Talvez. Porque são sempre certezas, até deixarem de ser. Até lhe ferverem
cáusticas e pútridas no corpo, as certezas, que tinha, que o deixaram de ser.
Talvez. Talvez tentando mais uma vez, outra vez, porque nas vezes anteriores mais
que arte e destreza, faltou-lhe fé, em si, que esbanjou ao desbarato, em
outros, que a sugaram de forma canibal e o arrastaram para o canto do bar.
Sozinho.
Finalmente, chegou. Carnal, cruel, que o fez engolir em seco todos os
planos que gatafunhara mentalmente ao namorar com a imperial meia morta. Nem o
viu, cercada por cem outros tão mais rápidos que ele. Sem interesse, os cem,
ficariam a gravitar, sem sentido, na trágica indiferença dela.

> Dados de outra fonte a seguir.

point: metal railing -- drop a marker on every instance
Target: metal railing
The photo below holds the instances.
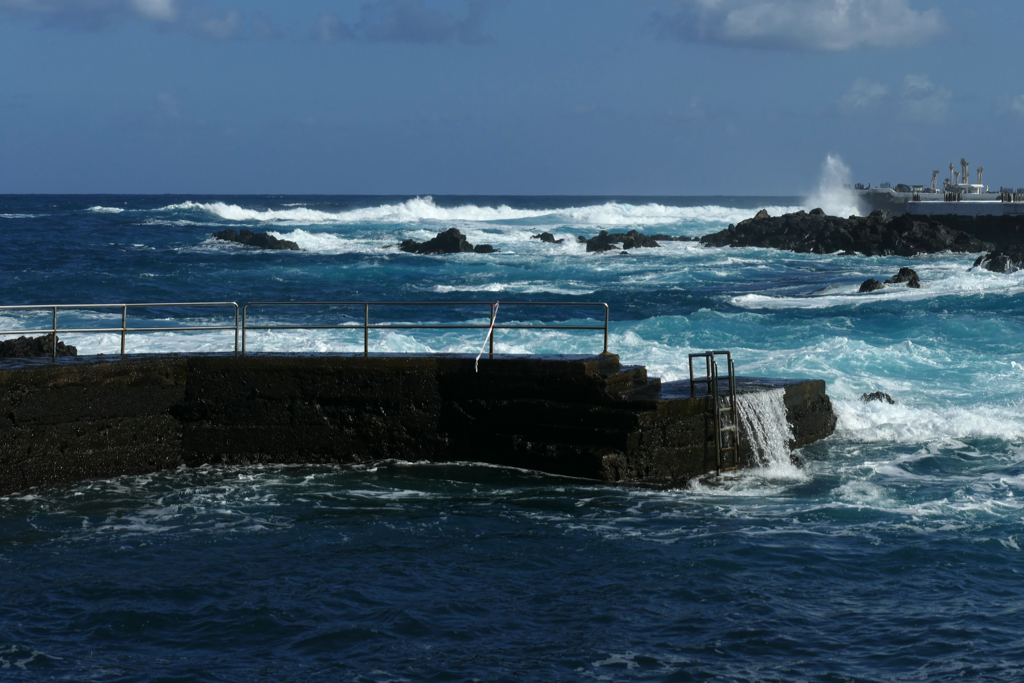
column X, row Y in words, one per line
column 124, row 329
column 245, row 326
column 367, row 326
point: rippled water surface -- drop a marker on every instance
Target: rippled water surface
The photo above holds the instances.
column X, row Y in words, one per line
column 895, row 554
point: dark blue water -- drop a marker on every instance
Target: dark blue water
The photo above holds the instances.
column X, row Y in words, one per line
column 894, row 555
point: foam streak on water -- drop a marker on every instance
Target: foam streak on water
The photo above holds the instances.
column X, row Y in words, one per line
column 893, row 555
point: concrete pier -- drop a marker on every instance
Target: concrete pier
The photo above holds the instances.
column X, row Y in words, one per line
column 582, row 416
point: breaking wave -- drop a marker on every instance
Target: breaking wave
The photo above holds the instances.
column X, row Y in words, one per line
column 425, row 209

Se o visse, nada mudaria. Porventura, um aceno indolente. Tão pálido,
hipnotizante e azul como aquele que conduz mosquinhas deambulantes, ingénuas,
para uma morte eléctrica, à frente de todos, ignorada.
Doentio, o que ansiava esse olhar, que lhe desse uma razão. Uma desculpa
para se libertar de si, aspirado para ela, para o seu sorriso, para o seu
regaço.
Estava quase tão bêbado como tantos outros que ali se costumam deixar
morrer pouco a pouco. Foi até ela. Transpirado e ofegante cruzou todo aquele
antro, que ele só não odiava mais pela possibilidade de a encontrar, chegou,
olhou-a, ignorando todas as restantes que se riam com ela.
- Olá.
- Olá.
- Nunca te tinha visto aqui. Posso-te convidar para beber qualquer coisa?
- Não.
Não fossem as colunas de som debitarem milhares de decibeis de surdez,
vibrando, ondulantes, pelas carnes, ouvir-se-ia o silêncio dele, enquanto
gritava mudo de vergonha. Para que tentara outra vez? Porque o ano mudara?
Apercebeu-se, não interessa ter sido antes da meia-noite. A passagem de ano são
os últimos dez segundos do calendário. O essencial, o concreto, a luta do
dia-a-dia, mantém-se. A vida não recomeça, continua amanhã depois da ressaca.